Of course they are. This is a minor point that has no effect on the answer. You were a bit careless in defining "$p(x)$ as a function of time $x$." Actually, $x$ is dimensionless and its definition should be "number of hours spent on the application". As a number, it is dimensionless and so is $p(x)$ in that case.

 

[McFluffy]

Of course they are. This is a minor point that has no effect on the answer. You were a bit careless in defining "$p(x)$ as a function of time $x$." Actually, $x$ is dimensionless and its definition should be "number of hours spent on the application". As a number, it is dimensionless and so is $p(x)$ in that case.

I just want to ask, even though my solution in the end was valid, was the way of thinking to obtain the solution justified?

 

[StoneTemplePython]

I just want someone to solve the problem with also providing some commentary on his/her methods of solving it as I felt that my reasoning is inadequate.

Note: in general following the units is a good idea, but this problem isn't great for that -- still worth a try though.

Two basic approaches for this problem:

they both use the fact that you have

$\text{Expected Payoff} = 1000 (1-\frac{1}{x}) - 10x$

and you want to maximize that by finding some $x \gt 0$

Approach 1:
Use calculus. This is close to what you did, I think.

Approach 2:
Why not use $GM \leq AM$?

steps:

re-write the expected payoff slightly

$\text{Expected Payoff} = 1000 \big(1-\frac{1}{x}\big) - 10x = 2000\Big(\frac{1}{2} - \frac{1}{2}\big(\frac{1}{x} + \frac{x}{100}\big)\Big)$

the goal is maximization, so we want to minimize the thing that's being subtracted i.e. where the variable $x$ is, i.e.

$\text{minimize } \frac{1}{2}\big(\frac{1}{x} + \frac{x}{100}\big)$

a nice way to do this is apply $AM \geq GM$

$\frac{1}{2}\big(\frac{1}{x} + \frac{x}{100}\big) \geq \big(\frac{1}{x} \frac{x}{100}\big)^\frac{1}{2} = \frac{1}{10}$

with equality iff $\frac{1}{x}= \frac{x}{100} \to x = 10$ for maximization to occur

 

[kuruman]

I just want to ask, even though my solution in the end was valid, was the way of thinking to obtain the solution justified?

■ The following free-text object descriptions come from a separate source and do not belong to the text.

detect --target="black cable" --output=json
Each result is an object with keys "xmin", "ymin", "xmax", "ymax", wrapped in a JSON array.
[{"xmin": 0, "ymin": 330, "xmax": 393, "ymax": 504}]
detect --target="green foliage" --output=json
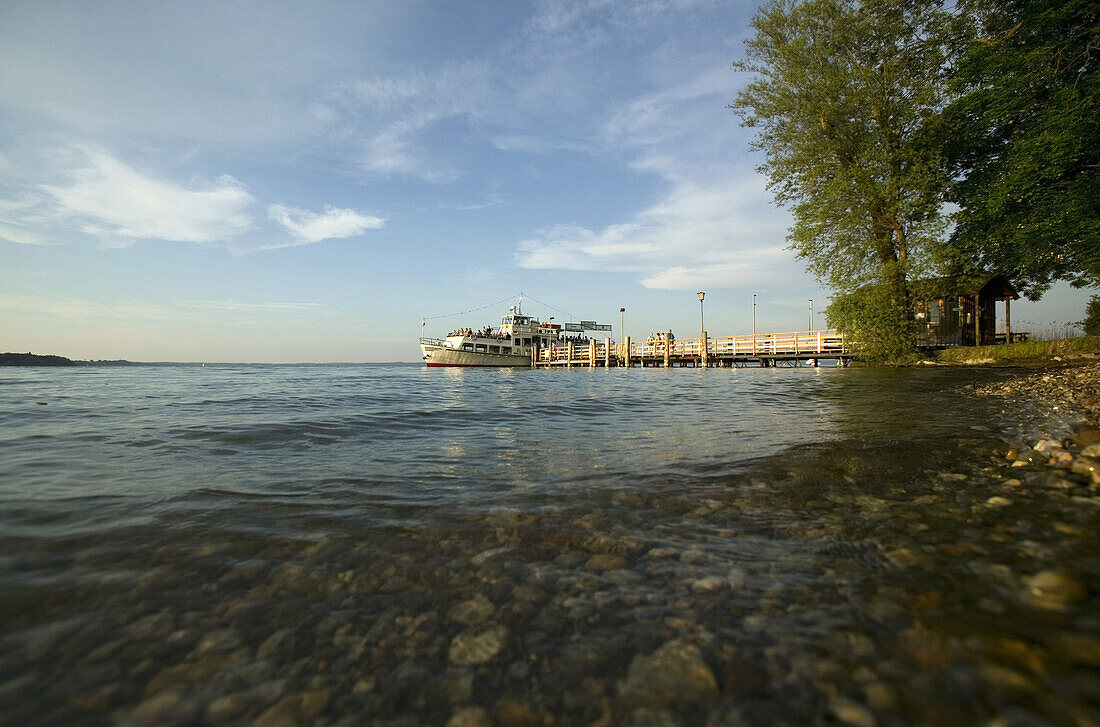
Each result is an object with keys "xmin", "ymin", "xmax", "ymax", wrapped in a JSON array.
[
  {"xmin": 826, "ymin": 286, "xmax": 919, "ymax": 362},
  {"xmin": 943, "ymin": 0, "xmax": 1100, "ymax": 297},
  {"xmin": 731, "ymin": 0, "xmax": 957, "ymax": 359},
  {"xmin": 1083, "ymin": 295, "xmax": 1100, "ymax": 336},
  {"xmin": 934, "ymin": 335, "xmax": 1100, "ymax": 364}
]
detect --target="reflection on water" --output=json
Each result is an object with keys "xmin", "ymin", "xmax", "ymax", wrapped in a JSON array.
[{"xmin": 0, "ymin": 364, "xmax": 1096, "ymax": 726}]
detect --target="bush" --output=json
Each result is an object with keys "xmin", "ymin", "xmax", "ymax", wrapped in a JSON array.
[
  {"xmin": 1083, "ymin": 295, "xmax": 1100, "ymax": 336},
  {"xmin": 826, "ymin": 286, "xmax": 918, "ymax": 363}
]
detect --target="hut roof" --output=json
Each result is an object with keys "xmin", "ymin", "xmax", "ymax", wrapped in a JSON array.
[{"xmin": 912, "ymin": 273, "xmax": 1019, "ymax": 301}]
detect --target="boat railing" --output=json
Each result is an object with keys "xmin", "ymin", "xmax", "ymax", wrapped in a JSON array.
[{"xmin": 419, "ymin": 337, "xmax": 445, "ymax": 346}]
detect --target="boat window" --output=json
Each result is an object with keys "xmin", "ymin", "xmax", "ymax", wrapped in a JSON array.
[
  {"xmin": 523, "ymin": 338, "xmax": 531, "ymax": 346},
  {"xmin": 489, "ymin": 346, "xmax": 499, "ymax": 354},
  {"xmin": 475, "ymin": 344, "xmax": 486, "ymax": 353},
  {"xmin": 462, "ymin": 343, "xmax": 474, "ymax": 351},
  {"xmin": 514, "ymin": 339, "xmax": 520, "ymax": 346}
]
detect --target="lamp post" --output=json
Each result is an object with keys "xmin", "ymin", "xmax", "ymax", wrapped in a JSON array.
[
  {"xmin": 752, "ymin": 294, "xmax": 757, "ymax": 355},
  {"xmin": 808, "ymin": 299, "xmax": 813, "ymax": 330},
  {"xmin": 697, "ymin": 291, "xmax": 705, "ymax": 334},
  {"xmin": 619, "ymin": 307, "xmax": 625, "ymax": 355}
]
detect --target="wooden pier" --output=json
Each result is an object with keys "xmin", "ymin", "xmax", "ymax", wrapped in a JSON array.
[{"xmin": 532, "ymin": 329, "xmax": 850, "ymax": 368}]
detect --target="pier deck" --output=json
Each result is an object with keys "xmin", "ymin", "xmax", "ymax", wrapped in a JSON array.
[{"xmin": 532, "ymin": 329, "xmax": 850, "ymax": 368}]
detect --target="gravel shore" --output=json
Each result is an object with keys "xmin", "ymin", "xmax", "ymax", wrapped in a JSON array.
[{"xmin": 970, "ymin": 361, "xmax": 1100, "ymax": 497}]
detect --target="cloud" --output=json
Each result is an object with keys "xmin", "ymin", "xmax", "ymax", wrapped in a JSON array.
[
  {"xmin": 267, "ymin": 204, "xmax": 385, "ymax": 245},
  {"xmin": 0, "ymin": 221, "xmax": 47, "ymax": 246},
  {"xmin": 40, "ymin": 147, "xmax": 254, "ymax": 246},
  {"xmin": 517, "ymin": 178, "xmax": 793, "ymax": 289}
]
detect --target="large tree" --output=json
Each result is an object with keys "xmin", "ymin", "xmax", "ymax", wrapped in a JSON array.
[
  {"xmin": 731, "ymin": 0, "xmax": 956, "ymax": 358},
  {"xmin": 943, "ymin": 0, "xmax": 1100, "ymax": 298}
]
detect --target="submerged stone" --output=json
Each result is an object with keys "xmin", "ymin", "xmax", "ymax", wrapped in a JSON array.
[
  {"xmin": 620, "ymin": 640, "xmax": 718, "ymax": 707},
  {"xmin": 448, "ymin": 625, "xmax": 509, "ymax": 665},
  {"xmin": 1023, "ymin": 571, "xmax": 1087, "ymax": 611}
]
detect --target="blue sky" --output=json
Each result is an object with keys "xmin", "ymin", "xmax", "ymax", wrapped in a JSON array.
[{"xmin": 0, "ymin": 0, "xmax": 1090, "ymax": 362}]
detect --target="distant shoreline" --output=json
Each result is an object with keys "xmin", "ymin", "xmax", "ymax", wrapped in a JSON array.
[
  {"xmin": 0, "ymin": 353, "xmax": 422, "ymax": 367},
  {"xmin": 0, "ymin": 352, "xmax": 78, "ymax": 366}
]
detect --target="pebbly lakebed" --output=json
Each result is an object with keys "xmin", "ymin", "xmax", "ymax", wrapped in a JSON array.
[{"xmin": 0, "ymin": 362, "xmax": 1097, "ymax": 726}]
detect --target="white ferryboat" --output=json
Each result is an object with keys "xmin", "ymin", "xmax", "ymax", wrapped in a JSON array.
[{"xmin": 419, "ymin": 304, "xmax": 560, "ymax": 367}]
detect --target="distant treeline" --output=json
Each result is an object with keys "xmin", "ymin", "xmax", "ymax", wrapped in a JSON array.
[{"xmin": 1, "ymin": 352, "xmax": 77, "ymax": 366}]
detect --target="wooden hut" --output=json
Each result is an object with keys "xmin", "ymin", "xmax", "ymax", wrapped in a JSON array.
[{"xmin": 913, "ymin": 274, "xmax": 1020, "ymax": 347}]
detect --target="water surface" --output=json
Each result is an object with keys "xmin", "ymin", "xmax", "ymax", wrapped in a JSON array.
[{"xmin": 0, "ymin": 365, "xmax": 1096, "ymax": 726}]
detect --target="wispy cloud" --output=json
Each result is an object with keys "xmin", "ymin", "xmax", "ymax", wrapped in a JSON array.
[
  {"xmin": 0, "ymin": 293, "xmax": 323, "ymax": 320},
  {"xmin": 517, "ymin": 176, "xmax": 793, "ymax": 289},
  {"xmin": 267, "ymin": 204, "xmax": 385, "ymax": 246},
  {"xmin": 40, "ymin": 147, "xmax": 254, "ymax": 247},
  {"xmin": 0, "ymin": 293, "xmax": 170, "ymax": 320}
]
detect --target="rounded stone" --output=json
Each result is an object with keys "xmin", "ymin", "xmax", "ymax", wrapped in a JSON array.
[
  {"xmin": 447, "ymin": 706, "xmax": 492, "ymax": 727},
  {"xmin": 585, "ymin": 554, "xmax": 627, "ymax": 571},
  {"xmin": 620, "ymin": 640, "xmax": 718, "ymax": 707},
  {"xmin": 449, "ymin": 594, "xmax": 495, "ymax": 627},
  {"xmin": 690, "ymin": 576, "xmax": 726, "ymax": 594},
  {"xmin": 448, "ymin": 625, "xmax": 509, "ymax": 665},
  {"xmin": 1023, "ymin": 571, "xmax": 1087, "ymax": 611}
]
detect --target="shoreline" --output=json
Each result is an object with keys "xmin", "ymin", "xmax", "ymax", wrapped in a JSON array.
[{"xmin": 969, "ymin": 360, "xmax": 1100, "ymax": 500}]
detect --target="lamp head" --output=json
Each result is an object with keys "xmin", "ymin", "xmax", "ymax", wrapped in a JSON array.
[
  {"xmin": 620, "ymin": 307, "xmax": 625, "ymax": 312},
  {"xmin": 697, "ymin": 291, "xmax": 705, "ymax": 301}
]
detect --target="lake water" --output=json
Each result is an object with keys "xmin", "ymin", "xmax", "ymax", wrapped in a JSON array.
[{"xmin": 0, "ymin": 364, "xmax": 1096, "ymax": 726}]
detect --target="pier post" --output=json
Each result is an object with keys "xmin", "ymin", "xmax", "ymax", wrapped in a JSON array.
[
  {"xmin": 605, "ymin": 338, "xmax": 611, "ymax": 368},
  {"xmin": 700, "ymin": 331, "xmax": 708, "ymax": 369},
  {"xmin": 531, "ymin": 345, "xmax": 538, "ymax": 368},
  {"xmin": 568, "ymin": 341, "xmax": 575, "ymax": 367},
  {"xmin": 589, "ymin": 340, "xmax": 595, "ymax": 367},
  {"xmin": 624, "ymin": 336, "xmax": 631, "ymax": 367},
  {"xmin": 664, "ymin": 331, "xmax": 671, "ymax": 368}
]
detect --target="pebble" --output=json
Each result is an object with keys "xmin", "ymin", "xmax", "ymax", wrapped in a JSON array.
[
  {"xmin": 985, "ymin": 496, "xmax": 1012, "ymax": 508},
  {"xmin": 690, "ymin": 576, "xmax": 726, "ymax": 593},
  {"xmin": 115, "ymin": 691, "xmax": 200, "ymax": 727},
  {"xmin": 619, "ymin": 640, "xmax": 718, "ymax": 707},
  {"xmin": 828, "ymin": 695, "xmax": 877, "ymax": 727},
  {"xmin": 1023, "ymin": 571, "xmax": 1088, "ymax": 611},
  {"xmin": 251, "ymin": 690, "xmax": 329, "ymax": 727},
  {"xmin": 447, "ymin": 706, "xmax": 492, "ymax": 727},
  {"xmin": 448, "ymin": 625, "xmax": 509, "ymax": 665},
  {"xmin": 585, "ymin": 554, "xmax": 627, "ymax": 571},
  {"xmin": 449, "ymin": 594, "xmax": 495, "ymax": 627},
  {"xmin": 1071, "ymin": 456, "xmax": 1100, "ymax": 484}
]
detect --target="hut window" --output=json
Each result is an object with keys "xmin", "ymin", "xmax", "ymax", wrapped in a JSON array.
[{"xmin": 930, "ymin": 300, "xmax": 941, "ymax": 324}]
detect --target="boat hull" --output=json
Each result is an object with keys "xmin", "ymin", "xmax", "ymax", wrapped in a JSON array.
[{"xmin": 420, "ymin": 343, "xmax": 530, "ymax": 367}]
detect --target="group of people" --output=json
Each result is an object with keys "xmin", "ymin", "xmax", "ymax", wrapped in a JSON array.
[
  {"xmin": 448, "ymin": 326, "xmax": 506, "ymax": 340},
  {"xmin": 645, "ymin": 331, "xmax": 675, "ymax": 345}
]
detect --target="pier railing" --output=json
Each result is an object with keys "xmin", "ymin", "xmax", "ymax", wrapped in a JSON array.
[{"xmin": 535, "ymin": 329, "xmax": 847, "ymax": 366}]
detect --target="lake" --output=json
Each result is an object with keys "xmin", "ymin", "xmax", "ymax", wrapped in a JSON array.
[{"xmin": 1, "ymin": 364, "xmax": 1096, "ymax": 726}]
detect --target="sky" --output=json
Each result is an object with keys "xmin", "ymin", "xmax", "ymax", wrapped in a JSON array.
[{"xmin": 0, "ymin": 0, "xmax": 1091, "ymax": 362}]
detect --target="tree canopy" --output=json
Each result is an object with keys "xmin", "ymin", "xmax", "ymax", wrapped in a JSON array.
[
  {"xmin": 731, "ymin": 0, "xmax": 956, "ymax": 358},
  {"xmin": 943, "ymin": 0, "xmax": 1100, "ymax": 298}
]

I alluded to the way to think about it in #2, but you wrote you didn't understand it in #4. So here is what I meant stated differently. The question asks you to find the point of diminishing returns. You should keep spending time on the application as long as your expected hourly wage doing this is more than your guaranteed wage doing something else. In terms of an inequality, $1000\times(dp/dx) \ge 10$. The point of diminishing returns is at the equality and gives the answer to the question.